Passavo interi pomeriggi ad inventare storie in cui Barbie era la protagonista: spesso aveva un lavoro che amava ed era in grado di mantenersi da sola, comprando tutto quello che desiderava e uscendo con le amiche. Nella sua vita in un modo o nell’altro era sempre presente Ken, il suo eterno innamorato: a volte si sposavano, a volte litigavano, altre volte si erano appena conosciuti.
La cosa più bella di giocare con Barbie? La possibilità di inventarsi qualsiasi cosa, e di proiettare i propri sogni di future donne, immaginandosi il proprio futuro. C’è chi la vede come una donna stereotipata, e la indica come un giocattolo poco educativo: nella mia opinione, invece, giocare con Barbie aiuta a crescere e sognare di essere una donna a tutto tondo.
Quando ero piccola vedevo ovviamente Barbie come una splendida donna, dai capelli fluenti e dal sorriso smagliante, ma nei miei giochi era sempre intelligente e affermata, interessata ad altri argomenti al di fuori della moda e del trucco. La mia Barbie preferita aveva i capelli castani ed era una scrittrice pubblicata – proprio come avrei voluto essere io, da grande.

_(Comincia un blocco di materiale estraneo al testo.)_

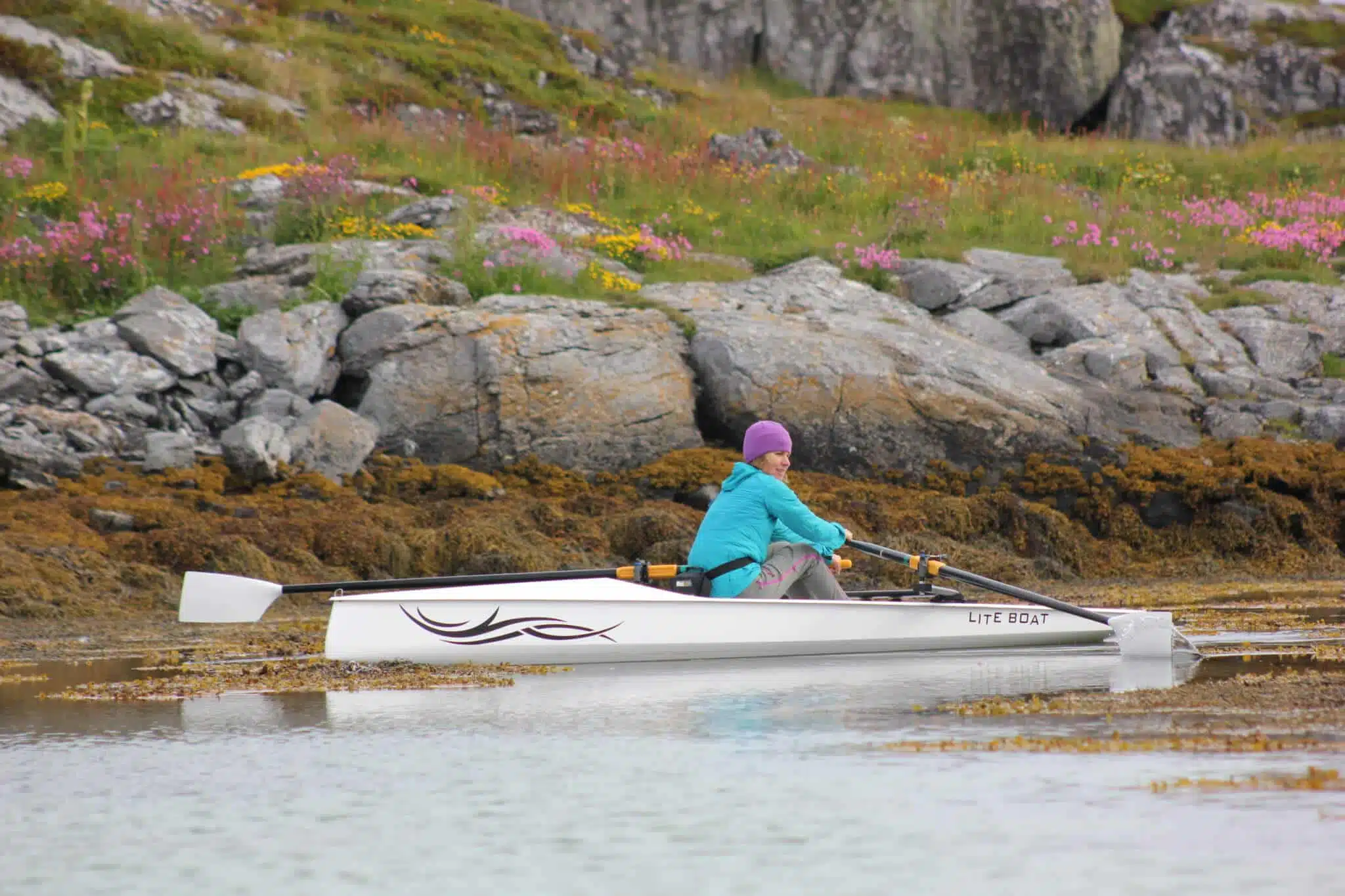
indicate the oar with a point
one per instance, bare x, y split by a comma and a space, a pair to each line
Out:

Da più di cinquant’anni Barbie fa compagnia alle bambine, con il suo motto I can be; bambine di tutto il mondo, alcune delle quali adesso sono cresciute e hanno abbandonato le Barbie nella scatola dei ricordi. Anche per me è stato così, ma Barbie avrà sempre un angolino speciale nella mia mente di adulta, poiché è con lei che sono cresciuta e diventata quello che sono.